Legal

Privacy Policy

Last updated: April 21, 2026

This Privacy Policy describes how Apex Engage Digital ("we," "us," or "our") collects, uses, discloses, and protects information when you visit apexengagedigital.com or purchase any of our services.

1. Information we collect

Information you provide

  • Contact information — name, email address, phone number, company name when you fill out a form, request a proposal, or place an order.
  • Project details — descriptions of your project, technical requirements, brand assets, account credentials you choose to share with us during an engagement.
  • Payment information — when you place an order, payment is processed by Stripe, Inc. Your full card number, CVC, and expiration date never touch our servers. We store only the order amount, currency, Stripe session ID, payment intent ID, and the last four digits of the card (where Stripe returns it).

Information we collect automatically

  • Log data — IP address, browser type, pages visited, referring URL, and timestamps.
  • Cookies and similar technologies — small files stored on your device that help us remember preferences and measure traffic.

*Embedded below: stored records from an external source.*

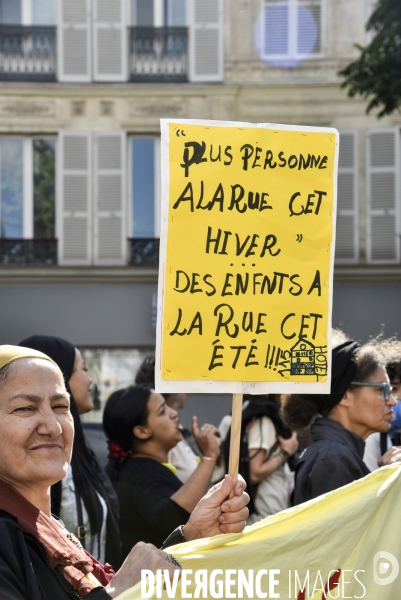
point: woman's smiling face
(162, 422)
(36, 426)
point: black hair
(299, 410)
(5, 371)
(124, 410)
(146, 375)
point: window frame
(28, 184)
(157, 183)
(370, 170)
(293, 39)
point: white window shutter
(110, 222)
(206, 40)
(347, 238)
(74, 41)
(110, 40)
(74, 196)
(383, 195)
(290, 31)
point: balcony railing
(28, 252)
(144, 252)
(27, 53)
(158, 54)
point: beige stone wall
(252, 91)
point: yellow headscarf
(10, 353)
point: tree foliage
(376, 75)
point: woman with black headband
(359, 404)
(85, 499)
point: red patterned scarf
(70, 560)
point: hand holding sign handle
(235, 437)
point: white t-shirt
(272, 494)
(372, 452)
(184, 459)
(69, 516)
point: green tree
(376, 75)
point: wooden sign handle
(233, 463)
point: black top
(333, 459)
(147, 513)
(24, 570)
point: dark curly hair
(299, 410)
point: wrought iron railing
(158, 54)
(28, 252)
(27, 53)
(144, 252)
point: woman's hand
(142, 556)
(289, 445)
(217, 513)
(205, 438)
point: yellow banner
(345, 544)
(247, 252)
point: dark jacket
(333, 459)
(24, 570)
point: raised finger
(230, 518)
(235, 503)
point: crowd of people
(70, 528)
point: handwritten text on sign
(249, 234)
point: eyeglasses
(383, 385)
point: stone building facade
(83, 84)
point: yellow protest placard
(248, 221)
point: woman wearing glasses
(359, 404)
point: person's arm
(197, 485)
(260, 466)
(328, 475)
(216, 513)
(142, 556)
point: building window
(347, 238)
(28, 12)
(383, 185)
(44, 151)
(11, 177)
(167, 13)
(290, 31)
(43, 12)
(144, 185)
(111, 369)
(27, 187)
(142, 13)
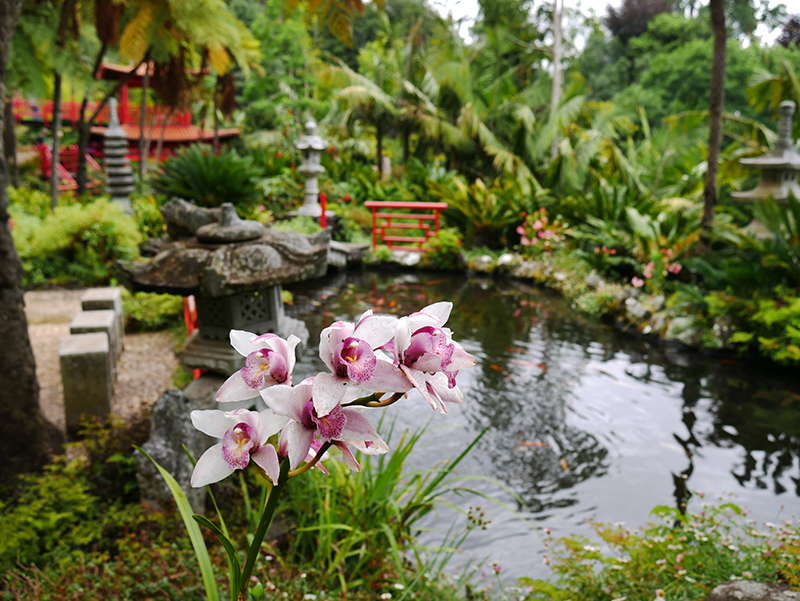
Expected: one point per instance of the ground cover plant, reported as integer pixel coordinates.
(679, 556)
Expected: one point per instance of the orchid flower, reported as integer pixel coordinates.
(269, 360)
(427, 355)
(340, 426)
(350, 352)
(244, 437)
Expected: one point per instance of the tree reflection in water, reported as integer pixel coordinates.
(534, 351)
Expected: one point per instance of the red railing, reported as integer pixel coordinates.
(42, 112)
(379, 212)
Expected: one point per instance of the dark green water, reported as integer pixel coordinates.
(584, 422)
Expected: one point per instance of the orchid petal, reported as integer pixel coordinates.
(387, 378)
(330, 338)
(243, 342)
(267, 459)
(418, 380)
(327, 393)
(440, 311)
(461, 359)
(269, 423)
(376, 330)
(285, 400)
(371, 447)
(298, 441)
(211, 467)
(212, 422)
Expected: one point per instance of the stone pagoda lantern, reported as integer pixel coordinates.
(118, 170)
(311, 147)
(234, 269)
(779, 167)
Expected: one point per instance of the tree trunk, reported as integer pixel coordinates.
(26, 439)
(714, 117)
(11, 143)
(55, 130)
(160, 145)
(216, 120)
(379, 150)
(555, 96)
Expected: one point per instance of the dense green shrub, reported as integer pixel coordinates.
(443, 250)
(197, 174)
(75, 243)
(303, 224)
(681, 557)
(146, 311)
(149, 220)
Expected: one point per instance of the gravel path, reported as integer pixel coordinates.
(143, 374)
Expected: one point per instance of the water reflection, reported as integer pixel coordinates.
(585, 421)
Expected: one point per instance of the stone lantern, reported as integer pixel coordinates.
(779, 167)
(234, 269)
(311, 147)
(118, 170)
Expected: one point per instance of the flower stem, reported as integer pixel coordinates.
(263, 526)
(304, 468)
(364, 400)
(386, 402)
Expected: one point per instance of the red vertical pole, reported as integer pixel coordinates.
(374, 229)
(123, 105)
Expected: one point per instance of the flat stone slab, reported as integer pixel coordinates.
(105, 320)
(86, 376)
(100, 299)
(744, 590)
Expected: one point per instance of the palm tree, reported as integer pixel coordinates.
(27, 439)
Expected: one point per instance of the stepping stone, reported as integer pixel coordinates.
(87, 377)
(98, 299)
(87, 322)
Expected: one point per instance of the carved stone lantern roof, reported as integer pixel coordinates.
(310, 140)
(234, 269)
(779, 167)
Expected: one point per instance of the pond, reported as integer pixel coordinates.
(584, 422)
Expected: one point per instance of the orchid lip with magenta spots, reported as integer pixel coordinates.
(244, 437)
(269, 360)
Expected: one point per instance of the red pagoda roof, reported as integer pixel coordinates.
(174, 133)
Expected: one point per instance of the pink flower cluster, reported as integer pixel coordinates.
(649, 269)
(378, 353)
(539, 233)
(605, 250)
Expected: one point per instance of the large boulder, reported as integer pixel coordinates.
(744, 590)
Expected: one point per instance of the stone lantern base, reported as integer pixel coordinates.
(259, 311)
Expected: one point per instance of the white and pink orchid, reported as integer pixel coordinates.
(244, 437)
(341, 426)
(426, 353)
(269, 360)
(351, 353)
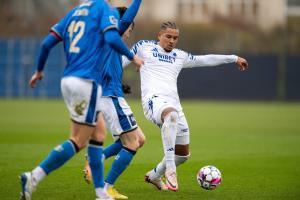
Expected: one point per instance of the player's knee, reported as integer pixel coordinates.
(181, 159)
(141, 139)
(171, 118)
(130, 140)
(79, 144)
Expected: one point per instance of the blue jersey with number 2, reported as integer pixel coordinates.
(82, 32)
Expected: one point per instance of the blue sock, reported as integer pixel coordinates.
(95, 160)
(113, 149)
(120, 163)
(59, 156)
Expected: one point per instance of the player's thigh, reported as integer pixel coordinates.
(82, 99)
(81, 134)
(154, 107)
(118, 115)
(100, 131)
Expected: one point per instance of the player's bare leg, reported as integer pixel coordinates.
(80, 134)
(169, 117)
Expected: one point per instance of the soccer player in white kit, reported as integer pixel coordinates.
(160, 100)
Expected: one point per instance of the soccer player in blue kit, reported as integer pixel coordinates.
(85, 30)
(116, 112)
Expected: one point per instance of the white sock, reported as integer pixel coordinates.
(168, 133)
(107, 185)
(160, 169)
(100, 192)
(38, 174)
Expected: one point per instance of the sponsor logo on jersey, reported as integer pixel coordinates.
(81, 12)
(163, 57)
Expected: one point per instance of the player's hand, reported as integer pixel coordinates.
(138, 61)
(35, 77)
(242, 64)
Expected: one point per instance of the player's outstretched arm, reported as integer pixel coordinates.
(214, 60)
(48, 43)
(129, 15)
(242, 64)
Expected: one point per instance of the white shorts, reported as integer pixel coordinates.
(153, 109)
(118, 116)
(81, 97)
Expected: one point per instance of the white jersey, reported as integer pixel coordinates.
(161, 69)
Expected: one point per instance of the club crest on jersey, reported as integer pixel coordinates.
(113, 20)
(163, 57)
(79, 108)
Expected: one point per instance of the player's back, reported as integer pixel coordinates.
(82, 33)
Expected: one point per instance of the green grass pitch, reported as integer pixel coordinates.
(255, 145)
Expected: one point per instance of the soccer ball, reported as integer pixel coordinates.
(209, 177)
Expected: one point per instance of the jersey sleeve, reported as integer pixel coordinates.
(129, 15)
(207, 60)
(135, 49)
(110, 18)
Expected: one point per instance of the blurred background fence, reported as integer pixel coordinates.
(265, 32)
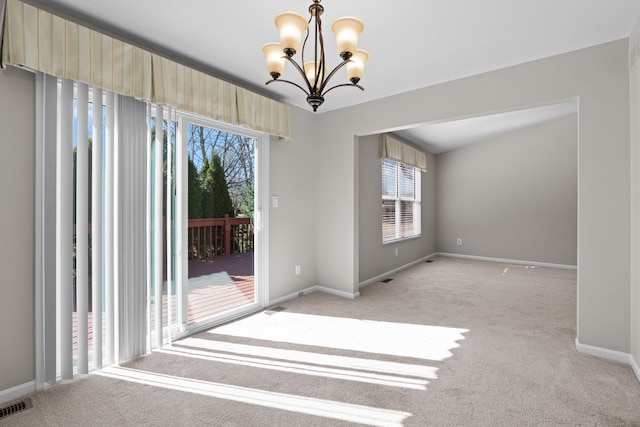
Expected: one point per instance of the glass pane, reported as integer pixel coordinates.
(407, 181)
(388, 220)
(389, 178)
(406, 218)
(220, 233)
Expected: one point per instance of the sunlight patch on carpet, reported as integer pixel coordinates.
(346, 362)
(306, 405)
(395, 339)
(299, 368)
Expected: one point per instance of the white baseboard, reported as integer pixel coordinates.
(17, 392)
(510, 261)
(311, 289)
(336, 292)
(396, 270)
(605, 353)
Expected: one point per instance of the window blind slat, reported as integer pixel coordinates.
(400, 201)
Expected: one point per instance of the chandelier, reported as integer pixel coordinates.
(313, 71)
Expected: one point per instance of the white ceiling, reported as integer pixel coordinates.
(439, 137)
(413, 43)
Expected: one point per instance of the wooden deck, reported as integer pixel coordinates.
(219, 284)
(215, 285)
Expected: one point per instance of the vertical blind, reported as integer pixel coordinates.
(100, 228)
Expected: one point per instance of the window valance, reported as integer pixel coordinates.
(400, 151)
(42, 41)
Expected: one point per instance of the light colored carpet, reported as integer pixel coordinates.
(449, 343)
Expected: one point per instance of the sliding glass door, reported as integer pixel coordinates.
(219, 222)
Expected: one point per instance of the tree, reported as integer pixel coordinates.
(246, 206)
(215, 193)
(195, 192)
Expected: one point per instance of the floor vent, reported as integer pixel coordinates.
(275, 309)
(15, 407)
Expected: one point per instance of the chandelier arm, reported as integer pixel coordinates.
(301, 71)
(343, 85)
(290, 82)
(325, 81)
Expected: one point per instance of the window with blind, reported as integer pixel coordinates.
(400, 201)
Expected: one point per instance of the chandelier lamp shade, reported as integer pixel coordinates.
(312, 66)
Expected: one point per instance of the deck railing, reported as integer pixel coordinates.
(211, 237)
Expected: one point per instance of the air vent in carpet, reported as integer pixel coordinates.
(15, 407)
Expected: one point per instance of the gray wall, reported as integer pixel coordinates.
(292, 172)
(17, 247)
(599, 78)
(634, 39)
(375, 258)
(513, 197)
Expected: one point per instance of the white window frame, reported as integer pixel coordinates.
(398, 198)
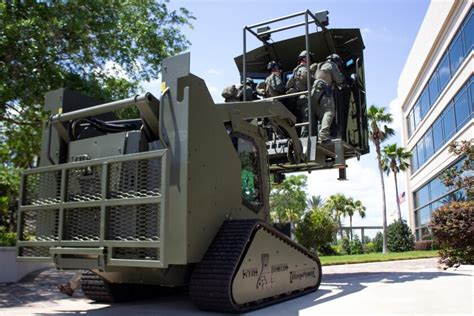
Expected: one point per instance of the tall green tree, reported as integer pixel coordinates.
(341, 206)
(379, 132)
(288, 199)
(315, 202)
(355, 207)
(102, 48)
(395, 159)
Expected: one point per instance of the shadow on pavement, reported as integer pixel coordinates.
(43, 288)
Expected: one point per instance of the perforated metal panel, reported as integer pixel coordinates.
(40, 225)
(42, 188)
(84, 184)
(82, 224)
(131, 179)
(134, 222)
(34, 252)
(107, 203)
(136, 253)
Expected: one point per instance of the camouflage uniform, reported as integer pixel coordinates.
(298, 83)
(274, 86)
(322, 100)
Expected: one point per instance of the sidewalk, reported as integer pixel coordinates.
(414, 287)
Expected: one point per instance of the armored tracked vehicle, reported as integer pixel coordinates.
(180, 195)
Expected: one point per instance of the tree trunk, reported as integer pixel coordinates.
(398, 200)
(350, 225)
(384, 202)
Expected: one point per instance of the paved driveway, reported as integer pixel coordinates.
(415, 287)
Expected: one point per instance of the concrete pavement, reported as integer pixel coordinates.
(412, 287)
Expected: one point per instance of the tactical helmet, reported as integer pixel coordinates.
(273, 64)
(303, 55)
(250, 82)
(334, 58)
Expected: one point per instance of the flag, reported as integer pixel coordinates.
(401, 197)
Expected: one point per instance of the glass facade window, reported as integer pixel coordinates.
(456, 53)
(460, 47)
(449, 121)
(433, 88)
(469, 33)
(462, 108)
(430, 197)
(438, 137)
(425, 102)
(444, 72)
(428, 142)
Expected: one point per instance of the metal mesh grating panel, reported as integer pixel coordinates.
(40, 225)
(136, 253)
(137, 178)
(134, 222)
(42, 188)
(34, 252)
(82, 224)
(84, 184)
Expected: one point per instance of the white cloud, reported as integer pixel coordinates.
(363, 184)
(213, 71)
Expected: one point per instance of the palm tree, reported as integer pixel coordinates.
(352, 208)
(395, 159)
(377, 134)
(315, 202)
(340, 206)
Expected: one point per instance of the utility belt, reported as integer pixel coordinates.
(324, 88)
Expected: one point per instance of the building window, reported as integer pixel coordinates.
(433, 88)
(449, 122)
(459, 48)
(456, 53)
(444, 73)
(469, 33)
(462, 108)
(438, 138)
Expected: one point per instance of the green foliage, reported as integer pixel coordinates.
(461, 177)
(101, 48)
(369, 247)
(316, 230)
(378, 242)
(7, 239)
(400, 238)
(344, 246)
(453, 228)
(288, 199)
(341, 206)
(356, 246)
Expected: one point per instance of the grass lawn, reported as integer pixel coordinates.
(375, 257)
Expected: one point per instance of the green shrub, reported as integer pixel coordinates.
(453, 228)
(378, 242)
(344, 246)
(369, 248)
(399, 237)
(356, 246)
(7, 239)
(423, 245)
(316, 230)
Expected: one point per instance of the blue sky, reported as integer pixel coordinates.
(388, 28)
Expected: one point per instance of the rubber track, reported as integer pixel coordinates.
(211, 281)
(96, 288)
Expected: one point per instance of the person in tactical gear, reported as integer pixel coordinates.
(249, 89)
(298, 83)
(236, 93)
(273, 85)
(328, 74)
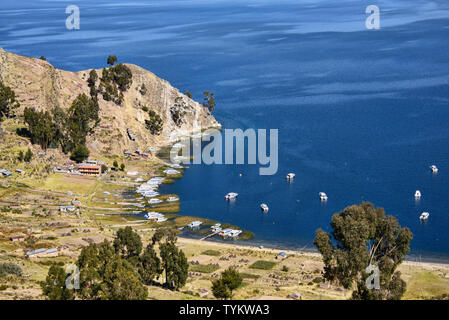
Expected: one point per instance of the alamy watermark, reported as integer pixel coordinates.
(373, 280)
(373, 20)
(73, 280)
(213, 151)
(73, 20)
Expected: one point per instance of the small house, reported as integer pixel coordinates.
(295, 295)
(76, 203)
(17, 238)
(203, 293)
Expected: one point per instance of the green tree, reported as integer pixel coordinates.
(127, 243)
(8, 101)
(232, 279)
(157, 236)
(105, 275)
(362, 236)
(220, 290)
(40, 126)
(229, 281)
(28, 156)
(209, 100)
(149, 265)
(174, 263)
(93, 77)
(112, 60)
(82, 118)
(80, 153)
(155, 123)
(54, 285)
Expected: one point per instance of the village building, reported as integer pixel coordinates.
(42, 253)
(89, 169)
(17, 238)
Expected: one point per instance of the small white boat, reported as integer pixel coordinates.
(434, 168)
(153, 216)
(231, 196)
(323, 196)
(424, 216)
(195, 224)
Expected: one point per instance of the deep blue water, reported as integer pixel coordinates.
(361, 113)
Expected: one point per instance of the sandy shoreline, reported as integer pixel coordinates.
(182, 240)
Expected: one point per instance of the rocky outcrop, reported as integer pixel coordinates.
(38, 84)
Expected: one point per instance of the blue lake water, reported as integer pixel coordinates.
(361, 113)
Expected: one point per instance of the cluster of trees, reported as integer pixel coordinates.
(114, 81)
(223, 287)
(27, 156)
(117, 167)
(7, 268)
(177, 111)
(68, 129)
(155, 123)
(364, 236)
(121, 269)
(8, 102)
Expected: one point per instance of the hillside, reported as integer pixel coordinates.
(38, 84)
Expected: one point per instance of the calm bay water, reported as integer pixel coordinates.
(361, 114)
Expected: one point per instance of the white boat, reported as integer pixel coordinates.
(150, 194)
(171, 172)
(264, 207)
(323, 196)
(153, 216)
(231, 196)
(194, 224)
(424, 216)
(230, 233)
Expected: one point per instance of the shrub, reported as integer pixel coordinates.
(10, 268)
(264, 265)
(249, 276)
(154, 124)
(212, 253)
(204, 268)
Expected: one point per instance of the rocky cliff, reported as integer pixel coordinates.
(38, 84)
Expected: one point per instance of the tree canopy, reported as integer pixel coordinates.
(54, 285)
(363, 235)
(8, 101)
(112, 60)
(229, 281)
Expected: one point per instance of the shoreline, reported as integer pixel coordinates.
(410, 259)
(312, 254)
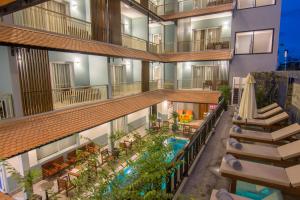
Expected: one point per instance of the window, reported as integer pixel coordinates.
(242, 4)
(253, 42)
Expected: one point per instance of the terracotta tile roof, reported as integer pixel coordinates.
(5, 197)
(200, 11)
(193, 96)
(21, 135)
(21, 36)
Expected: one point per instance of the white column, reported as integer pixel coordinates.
(110, 133)
(16, 89)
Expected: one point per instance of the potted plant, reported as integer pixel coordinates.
(175, 121)
(225, 91)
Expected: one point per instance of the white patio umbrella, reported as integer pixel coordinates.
(248, 108)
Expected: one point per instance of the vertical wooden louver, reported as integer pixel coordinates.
(145, 76)
(35, 83)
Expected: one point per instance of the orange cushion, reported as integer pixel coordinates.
(189, 112)
(180, 112)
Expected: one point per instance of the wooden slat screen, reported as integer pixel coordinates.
(35, 83)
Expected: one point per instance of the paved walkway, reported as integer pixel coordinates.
(205, 176)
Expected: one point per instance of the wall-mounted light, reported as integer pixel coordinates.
(19, 59)
(74, 4)
(76, 60)
(226, 25)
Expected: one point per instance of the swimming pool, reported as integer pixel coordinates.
(257, 192)
(176, 144)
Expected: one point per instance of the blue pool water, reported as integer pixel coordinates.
(176, 145)
(257, 192)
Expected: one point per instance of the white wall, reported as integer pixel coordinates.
(98, 134)
(81, 65)
(98, 70)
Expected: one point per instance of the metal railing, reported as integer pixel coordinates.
(6, 106)
(63, 97)
(201, 84)
(124, 89)
(190, 153)
(40, 18)
(184, 5)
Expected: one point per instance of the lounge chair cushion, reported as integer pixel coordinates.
(267, 108)
(234, 196)
(269, 113)
(286, 132)
(254, 150)
(257, 172)
(234, 143)
(290, 150)
(258, 135)
(264, 122)
(233, 162)
(236, 129)
(223, 194)
(294, 175)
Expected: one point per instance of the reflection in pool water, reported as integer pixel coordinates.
(176, 145)
(257, 192)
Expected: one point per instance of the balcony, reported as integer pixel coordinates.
(201, 84)
(192, 46)
(6, 106)
(41, 18)
(124, 89)
(169, 9)
(63, 97)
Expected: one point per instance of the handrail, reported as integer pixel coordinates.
(44, 19)
(67, 16)
(175, 5)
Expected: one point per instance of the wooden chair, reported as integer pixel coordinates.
(72, 158)
(125, 145)
(106, 156)
(64, 183)
(49, 170)
(166, 125)
(92, 148)
(186, 130)
(60, 163)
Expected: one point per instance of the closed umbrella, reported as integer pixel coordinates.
(248, 108)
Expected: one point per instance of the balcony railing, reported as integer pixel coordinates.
(201, 84)
(134, 42)
(6, 106)
(191, 46)
(184, 5)
(47, 20)
(63, 97)
(124, 89)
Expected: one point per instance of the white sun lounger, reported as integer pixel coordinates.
(234, 196)
(264, 123)
(284, 179)
(269, 113)
(267, 108)
(276, 155)
(273, 137)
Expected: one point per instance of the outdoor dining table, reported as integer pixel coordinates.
(75, 171)
(45, 186)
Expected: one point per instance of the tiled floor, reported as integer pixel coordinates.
(62, 196)
(205, 176)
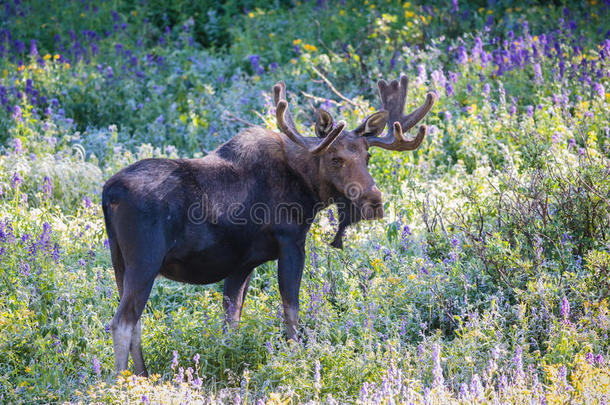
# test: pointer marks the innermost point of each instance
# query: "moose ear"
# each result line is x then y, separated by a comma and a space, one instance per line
324, 123
373, 125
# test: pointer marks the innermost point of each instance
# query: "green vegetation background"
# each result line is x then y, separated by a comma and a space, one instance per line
486, 282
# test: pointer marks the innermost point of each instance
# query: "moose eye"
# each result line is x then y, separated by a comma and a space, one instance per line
338, 162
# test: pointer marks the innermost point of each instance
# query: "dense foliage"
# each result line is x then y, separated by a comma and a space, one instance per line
487, 280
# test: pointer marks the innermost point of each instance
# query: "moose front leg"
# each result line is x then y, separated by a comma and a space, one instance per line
235, 289
290, 270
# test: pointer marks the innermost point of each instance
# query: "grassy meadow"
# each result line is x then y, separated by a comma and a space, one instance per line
486, 282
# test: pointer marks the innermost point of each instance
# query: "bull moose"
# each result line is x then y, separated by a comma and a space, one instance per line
250, 201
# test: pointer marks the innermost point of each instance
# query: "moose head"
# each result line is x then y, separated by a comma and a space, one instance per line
343, 154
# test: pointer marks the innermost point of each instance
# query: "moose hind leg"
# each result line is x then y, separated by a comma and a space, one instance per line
136, 350
125, 326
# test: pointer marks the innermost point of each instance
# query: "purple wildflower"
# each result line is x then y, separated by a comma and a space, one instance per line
17, 113
565, 309
175, 359
47, 187
96, 366
437, 370
16, 180
518, 361
454, 6
18, 146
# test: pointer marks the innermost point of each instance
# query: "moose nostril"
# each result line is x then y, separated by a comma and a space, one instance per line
375, 194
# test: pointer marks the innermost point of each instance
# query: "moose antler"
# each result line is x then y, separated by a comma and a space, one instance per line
393, 98
286, 123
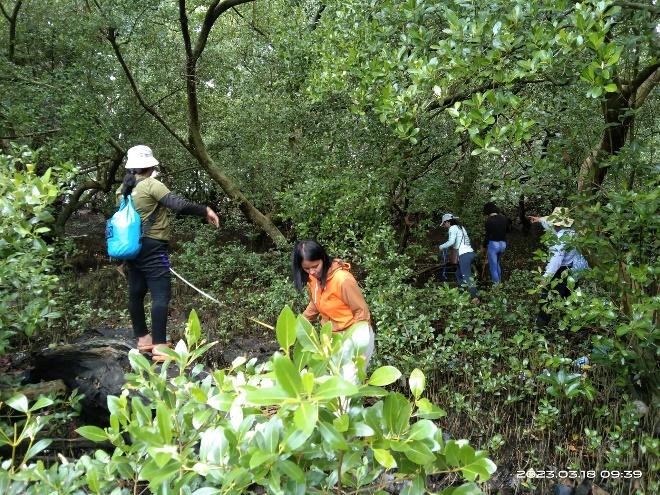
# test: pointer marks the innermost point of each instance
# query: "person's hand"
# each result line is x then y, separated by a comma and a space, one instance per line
212, 218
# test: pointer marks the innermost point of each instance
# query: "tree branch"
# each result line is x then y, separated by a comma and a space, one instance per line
252, 24
645, 88
112, 37
216, 9
185, 32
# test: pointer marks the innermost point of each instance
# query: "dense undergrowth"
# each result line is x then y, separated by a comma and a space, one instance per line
526, 395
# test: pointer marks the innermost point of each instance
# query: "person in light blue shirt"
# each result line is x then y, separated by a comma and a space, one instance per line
459, 240
561, 259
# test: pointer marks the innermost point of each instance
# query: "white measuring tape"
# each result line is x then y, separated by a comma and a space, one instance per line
270, 327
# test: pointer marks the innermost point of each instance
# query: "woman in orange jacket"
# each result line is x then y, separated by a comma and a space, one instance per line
334, 295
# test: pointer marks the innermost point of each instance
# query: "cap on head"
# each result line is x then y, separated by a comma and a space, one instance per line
140, 156
559, 217
446, 217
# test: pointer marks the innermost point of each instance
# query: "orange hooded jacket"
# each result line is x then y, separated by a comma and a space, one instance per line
341, 303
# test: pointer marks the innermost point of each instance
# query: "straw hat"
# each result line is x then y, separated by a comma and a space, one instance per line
140, 156
559, 217
447, 216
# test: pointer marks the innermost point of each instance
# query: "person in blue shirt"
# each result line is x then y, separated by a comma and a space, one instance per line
459, 240
561, 259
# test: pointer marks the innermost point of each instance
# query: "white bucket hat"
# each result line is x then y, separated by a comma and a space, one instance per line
447, 216
140, 156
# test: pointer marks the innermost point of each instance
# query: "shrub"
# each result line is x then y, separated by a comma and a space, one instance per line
291, 425
27, 282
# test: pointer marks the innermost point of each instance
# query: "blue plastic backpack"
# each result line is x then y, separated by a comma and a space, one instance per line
123, 232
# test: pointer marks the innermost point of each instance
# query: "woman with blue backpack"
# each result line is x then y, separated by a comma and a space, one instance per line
149, 270
563, 259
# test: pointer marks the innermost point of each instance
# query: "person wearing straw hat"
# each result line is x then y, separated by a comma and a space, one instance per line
150, 271
561, 258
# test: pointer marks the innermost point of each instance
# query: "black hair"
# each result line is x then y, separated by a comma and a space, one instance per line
130, 181
308, 250
490, 208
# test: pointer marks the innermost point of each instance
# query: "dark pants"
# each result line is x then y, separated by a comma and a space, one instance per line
464, 272
543, 318
150, 271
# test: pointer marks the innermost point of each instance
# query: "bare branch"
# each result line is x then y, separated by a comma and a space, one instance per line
4, 12
183, 20
112, 37
32, 134
654, 9
216, 9
252, 24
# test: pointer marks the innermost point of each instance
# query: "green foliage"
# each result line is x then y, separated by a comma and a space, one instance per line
231, 273
27, 282
291, 425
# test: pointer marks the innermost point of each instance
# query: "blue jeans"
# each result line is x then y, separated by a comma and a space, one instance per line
464, 272
495, 251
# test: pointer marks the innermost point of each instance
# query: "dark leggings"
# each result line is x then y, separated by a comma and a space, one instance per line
150, 271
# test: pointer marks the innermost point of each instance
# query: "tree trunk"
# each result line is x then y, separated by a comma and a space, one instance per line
619, 118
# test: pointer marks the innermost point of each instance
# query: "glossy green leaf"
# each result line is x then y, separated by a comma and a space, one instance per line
18, 402
332, 437
306, 416
93, 433
396, 413
422, 429
288, 377
291, 469
285, 328
335, 387
384, 375
417, 383
164, 421
193, 329
419, 453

You can disable cookies in your browser settings.
  • Analytics — we use privacy-respecting analytics (e.g., Plausible) and may use Google Analytics 4 with IP anonymization enabled. Where required, we deploy Consent Mode v2.

2. How we use information

  • To deliver the services you have ordered and communicate about your project.
  • To process payments, issue invoices, and prevent fraud.
  • To respond to your inquiries and provide customer support.
  • To send service-related emails (order confirmations, project updates, security notices).
  • To improve our website, services, and marketing — strictly on aggregated, de-identified data where possible.
  • To comply with legal obligations, including tax, accounting, and regulatory requirements.

3. Legal bases (EU/UK visitors)

Where the GDPR or UK GDPR applies, we rely on the following legal bases: contract performance (to deliver services you have ordered), legitimate interests (to operate and improve our business), consent (for non-essential cookies and marketing emails), and legal obligation (for tax and regulatory compliance).

4. How we share information

We do not sell your personal information. We share it only with:

  • Service providers — Stripe (payments), our hosting provider, email-delivery services, analytics tools, and project-management platforms — all bound by data processing agreements.
  • Legal authorities — when required by law, subpoena, or court order.
  • Business transfers — if we are involved in a merger, acquisition, or sale of assets, your information may be transferred. We will notify you in advance.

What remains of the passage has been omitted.